C'est au sein de Knockoutz ou Insulate que les membres de Es La Guerilla ont commencé à faire parler la poudre et juste avant la fin du millénaire (1999), ils ont décidé de changer d'horizon pour mener leur guerre scènique... Kevone au chant, Sid et Siam (ex-L'Esprit Du Clan) aux guitares, Keo à la basse et Mehdi à la batterie sortent un maxi en 2001, tournent à droite à gauche (avec entre autres Dysfonctionnal By Choice, Noxious Enjoyment, Lazy...), sortent un album en 2004 (...The movie), tournent encore et retournent en studio, avec Francis Caste, pour bosser sur El dia de los muertos qui sort en 2005 sur le label Several Bleeds Records et via la distrib d'Overcome...

Es La Guerilla / Chronique LP > El dia de los muertos

es la guerilla : el dia de los muertos Forcément c'est avec "Alpha" que ça commence, un riff serpente, la disto est bien grasse, une deuxième guitare plus lumineuse se pose, le premier coup de baguette fait frémir une cymbale, le médiator remonte le manche, la tension monte et comme à la parade, tout se met magistralement en place avec un petit solo, nous voilà dans "Alpha", dans El dia de los muertos, Es La Guerilla ! Alors qu'on pouvait s'attendre à une entrée fracassante, c'est en douceur et en noirceur que les Franciliens mettent en alerte nos esgourdes. Il ne faut quelques secondes au 2ème titre pour atteindre le vif du sujet, le chant fait son apparition et comme pour les guitares, les harmoniques sont vraiment artificielles ("Behind the hills of sand"), le but n'est pas de charmer mais de coller à la rugosité des rythmiques et des sonorités car ces drôles d'oiseau (assez proches du Pelican) cherchent à nous ébourriffer, à nous faire partager sa fête des morts et donc à nous mettre 6 pieds sous terre... Tandis qu'une guitare nous recouvre joyeusement de ses riffs terreux, l'autre nous incinère avec des solis brûlants qui éclairent notre de braises et de racines ("Napalm in the morning" qui rappelle l'adage américain "Napalm le matin, ça fait du bien").

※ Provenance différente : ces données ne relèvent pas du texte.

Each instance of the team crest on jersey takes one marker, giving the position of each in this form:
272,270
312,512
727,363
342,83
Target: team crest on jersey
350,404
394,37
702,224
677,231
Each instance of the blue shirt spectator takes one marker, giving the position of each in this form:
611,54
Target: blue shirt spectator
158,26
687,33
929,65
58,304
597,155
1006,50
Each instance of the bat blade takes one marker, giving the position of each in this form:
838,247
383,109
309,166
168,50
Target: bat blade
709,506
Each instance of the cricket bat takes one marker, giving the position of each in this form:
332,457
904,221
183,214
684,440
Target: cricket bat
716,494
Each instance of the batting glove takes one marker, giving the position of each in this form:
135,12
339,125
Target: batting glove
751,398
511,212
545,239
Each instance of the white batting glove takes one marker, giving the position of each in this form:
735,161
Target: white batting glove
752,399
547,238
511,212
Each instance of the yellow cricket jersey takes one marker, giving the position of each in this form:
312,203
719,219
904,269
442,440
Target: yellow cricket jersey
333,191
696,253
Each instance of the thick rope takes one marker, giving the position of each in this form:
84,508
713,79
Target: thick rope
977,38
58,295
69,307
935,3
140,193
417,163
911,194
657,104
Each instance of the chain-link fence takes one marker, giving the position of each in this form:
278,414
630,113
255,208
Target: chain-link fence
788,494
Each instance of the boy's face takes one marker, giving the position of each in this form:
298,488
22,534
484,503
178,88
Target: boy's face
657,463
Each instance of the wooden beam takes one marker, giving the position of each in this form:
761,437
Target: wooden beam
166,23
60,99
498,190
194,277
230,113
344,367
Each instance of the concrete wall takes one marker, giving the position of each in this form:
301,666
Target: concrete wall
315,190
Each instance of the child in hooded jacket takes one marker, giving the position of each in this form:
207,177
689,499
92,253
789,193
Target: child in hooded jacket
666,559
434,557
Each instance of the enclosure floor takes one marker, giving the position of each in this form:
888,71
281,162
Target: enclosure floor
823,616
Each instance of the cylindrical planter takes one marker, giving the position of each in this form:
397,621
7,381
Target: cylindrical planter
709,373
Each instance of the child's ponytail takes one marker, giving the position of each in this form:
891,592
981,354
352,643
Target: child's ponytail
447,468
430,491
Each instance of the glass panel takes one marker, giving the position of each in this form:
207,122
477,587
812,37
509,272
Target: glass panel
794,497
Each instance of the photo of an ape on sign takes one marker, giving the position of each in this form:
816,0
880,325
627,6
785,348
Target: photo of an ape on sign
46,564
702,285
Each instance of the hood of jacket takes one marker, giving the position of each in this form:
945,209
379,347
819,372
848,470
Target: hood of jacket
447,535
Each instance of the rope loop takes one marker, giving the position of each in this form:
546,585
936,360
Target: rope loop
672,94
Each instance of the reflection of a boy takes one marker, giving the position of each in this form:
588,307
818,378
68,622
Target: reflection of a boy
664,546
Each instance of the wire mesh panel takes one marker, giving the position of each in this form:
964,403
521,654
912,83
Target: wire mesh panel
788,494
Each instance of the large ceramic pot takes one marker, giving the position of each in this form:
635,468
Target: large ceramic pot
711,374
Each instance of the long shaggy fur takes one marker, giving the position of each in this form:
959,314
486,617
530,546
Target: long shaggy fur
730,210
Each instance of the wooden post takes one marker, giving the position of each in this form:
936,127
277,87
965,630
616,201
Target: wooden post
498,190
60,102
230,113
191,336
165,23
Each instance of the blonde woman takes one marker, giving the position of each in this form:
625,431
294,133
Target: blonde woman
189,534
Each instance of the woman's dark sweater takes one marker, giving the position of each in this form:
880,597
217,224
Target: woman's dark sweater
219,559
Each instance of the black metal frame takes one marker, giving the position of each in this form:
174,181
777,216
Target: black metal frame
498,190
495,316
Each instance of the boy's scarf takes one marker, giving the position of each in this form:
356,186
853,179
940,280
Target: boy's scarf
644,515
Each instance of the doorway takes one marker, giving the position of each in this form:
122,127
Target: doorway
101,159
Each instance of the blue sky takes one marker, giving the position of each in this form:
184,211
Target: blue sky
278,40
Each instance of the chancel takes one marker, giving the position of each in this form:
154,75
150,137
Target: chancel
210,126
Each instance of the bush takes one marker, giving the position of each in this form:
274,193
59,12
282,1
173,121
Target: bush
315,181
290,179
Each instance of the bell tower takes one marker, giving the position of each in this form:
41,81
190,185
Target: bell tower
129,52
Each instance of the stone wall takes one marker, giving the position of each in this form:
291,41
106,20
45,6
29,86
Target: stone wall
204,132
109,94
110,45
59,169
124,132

Isis, Neurosis, Cult of Luna, le sludge core actuel tend à adoucir les angles, Es La Guerilla garde un son et des compositions bruts, laissant les éclaircies à la base rythmique plus qu'aux guitares comme sur "Omega"... Mais là n'est pas la fin car à cette demi-heure Es La Guerilla ajoute un bonus : "The last rebel", titre qui puise sa force dans l'évocation du passé, loin de dépoussiérer ce morceau de Lynyrd Skynyrd, Es La Guerilla lui ajoute de la rouille et une certaine fébrilité (dans le chant) montre qu'ils ne sont pas totalement insensibles.